His chest closed in around his heart. Did she think him a barbarian?
“Force me off this land,” she added. “I figure you could go into town and get some of the men there behind
you and throw me off this place. A woman alone has nowhere to turn. Men know that. They use that.”
He removed his hat and hung it on his bent knee. “I won’t do that.”
“You won’t?” She narrowed her eyes, scouring him with a hard glare.
“No, I won’t. But if you ever want to leave, I’ll buy you out. I’m not leaving. That’s what I want straight. I was taken from this land once, but now that I’m back, I’m back for good.”
“I know.” She gave him a tight smile. “And I hate to admit it, but I could use your help. Seems to me you know a goodly amount about cattle, and I wouldn’t mind if you’d teach me what you know.”
He’d been settled on one knee, but now he sat back on his rump. “Did I hear you right? Are you asking for my help here?”
“That’s right.” She gave an affirmative bob of her head, and sunlight made her hair glisten like pale gold. “I’m asking.”
He ran a hand over his jaw, and the stubble of his whiskers made a raspy sound against his palm. “If this isn’t a red-letter day …” He slanted her a grin. “Sure, I’ll be glad to impart what I know about cows. First, they’re dumb and second, they stink.”

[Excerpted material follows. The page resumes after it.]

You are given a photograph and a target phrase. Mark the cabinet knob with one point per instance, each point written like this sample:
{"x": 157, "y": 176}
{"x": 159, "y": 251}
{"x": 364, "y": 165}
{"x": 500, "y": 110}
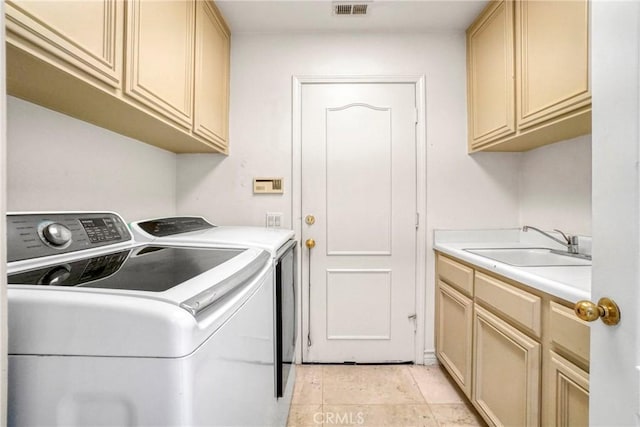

She popped his shoulder with her small, harmless fist. “They don’t smell any worse than a horse—or than you do right now, for that matter.”
He widened his eyes, then buried his nose in his shirtsleeve. Sweat and dirt and smoke combined to sting his nostrils. “Damn if I don’t. Guess I need to take a dip in Two Forks Creek instead of just thinking about it.” He exchanged a smile with her, and a ribbon of happiness
wrapped around his heart. It felt good. Damn good. His work was done up here, but he was in no hurry to climb down, because he liked talking to her in private. Just the two of them up here close to heaven, where it was quiet and cool and the breeze played with her hair and made her eyes water. “You okay now?” he asked.
“Sure. It’s a female affliction,” she said, picking bits of grass off her breeches. “Life comes at you, knocks you around a little, and you’ve got to cry or go crazy. The tears don’t mean nothing. They’re just drops of frustration rolling out of me. I’m back in working order now.” She patted the platform beneath them. “Like this windmill.”
“And I didn’t even have to take a hammer to you.”
She grinned. “No, but you helped. Talking instead of yelling always helps.”
He knew that, so why did he fuss at her, shout at her every chance he got? Maybe to keep his distance from her—her and her warm, soft lips? He thought about slipping inside her and letting her envelop him in her softness, in her sweetness. He thought of her breasts and her legs and her hands upon his face and his chest. Everywhere. Was that why he picked fights with her? To keep himself away from her?
“Are you going to the barn dance?”
The barn dance
. Why did she have to remind him of that? Of her all gussied up for Roe Hendrix?
“I wouldn’t be caught dead at that dance,” he grumbled. Then suddenly he couldn’t wait to get off the windmill and back on solid ground. He should know better than to stick his head in the clouds and let his mind go fuzzy, he told himself, scrambling down, down, down until his boots hit earth again. He looked up and saw
her heart-shaped behind waggling at him, and all his blood swam to the vee of his legs. In an instant he was as hard as a pioneer winter.
“Hey, wait for me!” she called down to him.
“If you can’t keep up, that’s your problem,” he told her, striding toward the barn, his own voice ringing in his ears.
There he was, yelling at her again.
Two hours later, Cassie emerged from Two Forks Creek feeling fresh and cool. She rubbed herself dry with the toweling cloths she’d brought with her and slipped into her baggy breeches and one of A.J.’s old shirts. Sitting down on a big, flat rock, she pulled on her socks and boots, then ran her fingers through her wet hair, combing out tangles while listening to bird songs and the croak of a frog. The creek babbled to her, and she closed her eyes to listen. A jaunty whistled melody rose amid the bird calls, capturing Cassie’s attention. She sat upright, her senses sharp and quivering.